Ligands for opioid and sigma-receptors improve cardiac electrical stability in rat models of post-infarction cardiosclerosis and stress.

The effects of the extremely selective mu-opioid receptor agonist, [D-Arg2,Lys4]-dermorphin-(1-4)-amide (DALDA), the mu-opioid receptor agonist morphine, the mu/delta agonist D-Ala2, Leu5, Arg6-enkephalin (dalargin), the kappa-opioid receptor agonist spiradoline, and the sigma1-receptor antagonist DuP 734 on ventricular fibrillation threshold (VFT) was investigated in an experimental post-infarction cardiosclerosis model and an immobilization stress-induced model in rats.

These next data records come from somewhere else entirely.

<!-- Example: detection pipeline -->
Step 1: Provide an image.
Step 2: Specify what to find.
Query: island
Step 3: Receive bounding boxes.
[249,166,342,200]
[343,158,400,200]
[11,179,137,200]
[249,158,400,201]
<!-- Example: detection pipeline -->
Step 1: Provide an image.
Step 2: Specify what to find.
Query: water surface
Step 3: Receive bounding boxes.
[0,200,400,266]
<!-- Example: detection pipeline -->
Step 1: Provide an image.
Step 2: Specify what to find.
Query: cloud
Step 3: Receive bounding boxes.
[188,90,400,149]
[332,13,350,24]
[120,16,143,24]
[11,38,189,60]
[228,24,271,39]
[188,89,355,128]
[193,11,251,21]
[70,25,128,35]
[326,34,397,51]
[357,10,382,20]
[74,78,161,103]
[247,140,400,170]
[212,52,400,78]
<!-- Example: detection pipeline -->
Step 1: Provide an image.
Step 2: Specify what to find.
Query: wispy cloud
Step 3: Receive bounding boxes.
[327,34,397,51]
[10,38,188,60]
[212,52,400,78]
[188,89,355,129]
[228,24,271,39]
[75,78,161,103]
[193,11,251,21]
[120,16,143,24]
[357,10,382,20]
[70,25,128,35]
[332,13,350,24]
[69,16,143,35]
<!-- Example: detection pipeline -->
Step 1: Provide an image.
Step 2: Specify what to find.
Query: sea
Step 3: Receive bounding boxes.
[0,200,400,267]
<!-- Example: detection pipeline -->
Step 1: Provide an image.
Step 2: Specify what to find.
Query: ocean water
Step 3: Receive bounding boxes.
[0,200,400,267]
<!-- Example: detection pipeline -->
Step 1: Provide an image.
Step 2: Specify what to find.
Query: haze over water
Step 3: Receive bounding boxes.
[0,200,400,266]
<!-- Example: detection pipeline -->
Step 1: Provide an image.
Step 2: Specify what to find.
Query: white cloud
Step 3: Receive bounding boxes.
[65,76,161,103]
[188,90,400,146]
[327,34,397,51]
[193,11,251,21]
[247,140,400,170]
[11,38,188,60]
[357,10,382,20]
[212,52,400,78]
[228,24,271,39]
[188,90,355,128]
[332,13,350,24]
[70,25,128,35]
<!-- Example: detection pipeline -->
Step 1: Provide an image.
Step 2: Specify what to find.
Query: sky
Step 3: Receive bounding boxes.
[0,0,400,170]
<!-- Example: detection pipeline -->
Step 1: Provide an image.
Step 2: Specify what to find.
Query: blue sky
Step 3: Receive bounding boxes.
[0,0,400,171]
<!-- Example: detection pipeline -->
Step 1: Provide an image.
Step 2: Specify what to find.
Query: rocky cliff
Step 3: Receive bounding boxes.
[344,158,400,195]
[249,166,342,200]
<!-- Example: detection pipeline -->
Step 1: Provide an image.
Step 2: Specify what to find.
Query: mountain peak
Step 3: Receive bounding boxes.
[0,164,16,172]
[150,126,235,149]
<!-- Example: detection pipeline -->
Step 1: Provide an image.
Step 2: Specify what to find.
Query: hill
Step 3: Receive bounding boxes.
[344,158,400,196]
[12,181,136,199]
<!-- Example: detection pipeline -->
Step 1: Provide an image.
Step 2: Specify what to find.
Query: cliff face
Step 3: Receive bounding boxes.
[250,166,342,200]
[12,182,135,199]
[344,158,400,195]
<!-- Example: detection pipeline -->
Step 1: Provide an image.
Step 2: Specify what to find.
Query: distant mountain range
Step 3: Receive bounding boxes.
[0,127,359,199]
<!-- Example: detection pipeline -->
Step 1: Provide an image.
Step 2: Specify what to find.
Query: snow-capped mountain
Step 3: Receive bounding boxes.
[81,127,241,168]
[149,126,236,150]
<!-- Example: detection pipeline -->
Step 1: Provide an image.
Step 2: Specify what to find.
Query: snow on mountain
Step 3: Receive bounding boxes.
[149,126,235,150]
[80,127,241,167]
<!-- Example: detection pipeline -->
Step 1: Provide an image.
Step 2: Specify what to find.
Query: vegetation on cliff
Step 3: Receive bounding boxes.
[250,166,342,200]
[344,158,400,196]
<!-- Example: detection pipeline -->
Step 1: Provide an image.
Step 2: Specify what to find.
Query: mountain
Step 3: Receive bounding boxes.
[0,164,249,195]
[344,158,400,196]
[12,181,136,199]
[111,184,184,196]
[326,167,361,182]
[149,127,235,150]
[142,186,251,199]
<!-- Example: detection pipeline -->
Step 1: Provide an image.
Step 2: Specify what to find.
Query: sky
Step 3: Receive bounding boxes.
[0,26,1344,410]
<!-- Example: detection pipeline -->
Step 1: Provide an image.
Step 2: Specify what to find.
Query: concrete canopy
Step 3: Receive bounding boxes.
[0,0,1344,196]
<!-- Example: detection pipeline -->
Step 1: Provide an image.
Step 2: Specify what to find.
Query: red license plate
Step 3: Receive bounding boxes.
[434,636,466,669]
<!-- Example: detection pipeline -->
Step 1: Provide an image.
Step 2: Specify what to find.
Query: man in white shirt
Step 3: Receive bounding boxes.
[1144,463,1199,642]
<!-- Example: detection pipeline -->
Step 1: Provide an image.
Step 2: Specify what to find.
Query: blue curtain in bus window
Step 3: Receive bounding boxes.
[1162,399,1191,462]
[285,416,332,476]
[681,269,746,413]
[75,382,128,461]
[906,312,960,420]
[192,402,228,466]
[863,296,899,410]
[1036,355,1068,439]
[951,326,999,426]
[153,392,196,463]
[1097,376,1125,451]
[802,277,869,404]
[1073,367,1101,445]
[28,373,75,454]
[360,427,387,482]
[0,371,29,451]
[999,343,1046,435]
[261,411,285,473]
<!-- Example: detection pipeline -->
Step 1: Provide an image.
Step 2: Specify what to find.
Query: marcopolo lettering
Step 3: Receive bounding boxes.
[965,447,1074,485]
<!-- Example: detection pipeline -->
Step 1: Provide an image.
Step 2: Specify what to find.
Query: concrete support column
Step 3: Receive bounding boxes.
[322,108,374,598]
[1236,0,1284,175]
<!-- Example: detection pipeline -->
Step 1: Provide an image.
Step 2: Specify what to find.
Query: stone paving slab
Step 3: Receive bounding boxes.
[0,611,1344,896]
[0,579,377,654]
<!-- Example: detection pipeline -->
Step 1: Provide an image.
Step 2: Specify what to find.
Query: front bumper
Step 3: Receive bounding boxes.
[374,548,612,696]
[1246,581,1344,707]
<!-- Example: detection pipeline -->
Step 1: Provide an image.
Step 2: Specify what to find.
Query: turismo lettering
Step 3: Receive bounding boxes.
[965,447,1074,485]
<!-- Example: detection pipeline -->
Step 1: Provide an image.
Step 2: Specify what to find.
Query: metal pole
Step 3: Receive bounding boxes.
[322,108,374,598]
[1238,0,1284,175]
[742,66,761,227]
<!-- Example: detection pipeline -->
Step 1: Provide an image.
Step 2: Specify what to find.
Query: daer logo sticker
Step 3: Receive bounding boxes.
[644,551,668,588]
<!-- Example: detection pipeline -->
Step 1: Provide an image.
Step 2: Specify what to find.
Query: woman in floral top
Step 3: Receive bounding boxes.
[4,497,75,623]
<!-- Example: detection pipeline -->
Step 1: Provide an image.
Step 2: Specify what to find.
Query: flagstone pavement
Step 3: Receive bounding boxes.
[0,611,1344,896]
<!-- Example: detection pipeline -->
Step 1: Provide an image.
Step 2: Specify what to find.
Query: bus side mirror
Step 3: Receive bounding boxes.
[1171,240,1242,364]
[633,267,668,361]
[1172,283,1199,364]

Both models produced a significant decrease in VFT. The postinfarction cardiosclerosis-induced decrease in VFT was significantly reversed by intravenous administration of dalargin (0.1 mg/kg), DALDA (0.1 mg/kg), or morphine HCl (1.5 mg/kg). Pretreatment with naloxone (0.2 mg/kg) completely eliminated the increase in cardiac electrical stability produced by DALDA. Both spiradoline (8 mg/kg, i.p.) and DuP 734 (1 mg/kg, i.p.) produced a significant increase in VFT in rats with post-infarction cardiosclerosis. This effect of spiradoline was blocked by nor-binaltorphimine. The immobilization stress-induced decrease in VFT was significantly reversed by administration of either DALDA, spiradoline or DuP 734. In conclusion, activation of either mu- or kappa1-opioid receptors or blockade of sigma1-receptors reversed the decrease in VFT in both cardiac compromised models. Since DALDA and dalargin essentially do not cross blood brain barriers, their effects on VFT may be mediated through peripheral mu-opioid receptors.